= Neville Hiscock =

Neville Hiscock (27 March 1951 - 13 February 1983) was a New Zealand motorcycle racer in the 1970s and 1980s. He raced competitively in New Zealand, Australia, and South Africa.

Neville Hiscock along with his equally skilled brother Dave Hiscock dominated the competitive racing circuits in New Zealand and Australia and was just starting to make a name for himself internationally when he was killed in South Africa while racing. He was currently leading the race, when he fell and suffered severe head injuries. He died soon after never having regained consciousness. Neville was killed in February 1983, at Killarney, near Cape Town.
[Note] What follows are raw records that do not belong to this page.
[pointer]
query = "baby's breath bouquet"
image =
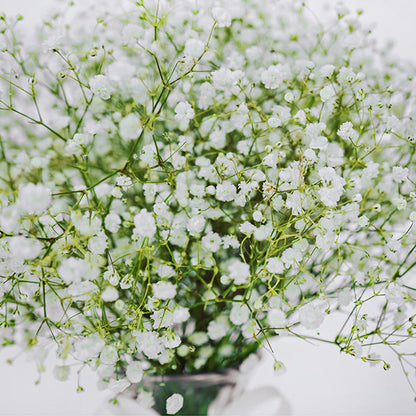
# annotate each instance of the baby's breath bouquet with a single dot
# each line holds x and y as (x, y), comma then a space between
(181, 180)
Shortly after his brother Dave Hiscock retired from competitive racing, and continued to live in South Africa for a number of years.

Neville and his younger brother Dave Hiscock grew up in Stokes Valley, a suburb near Wellington, where they both rode an old BSA Bantam in grass paddocks, and later perfected their skills on the infamous Rimutaka hill climb nearby north of Upper Hutt.
Neville and Dave began racing in 1972 at the Gracefield street circuit in Lower Hutt on Commando 750s. Neville finished in fifth place and Dave finished eighth.

Hiscock's notable achievements include winning the Australian Castrol Six Hour in 1981 with his team rider D. Petersen riding a Suzuki GSX1100 and completing 314 laps and winning the New Zealand Castrol Six Hour while teaming up with his brother in 1982 riding a Suzuki GSX1100 Katana. He also came second in the South African 6 Hour Race which prompted Suzuki to offer him full sponsorship for his last season before he died.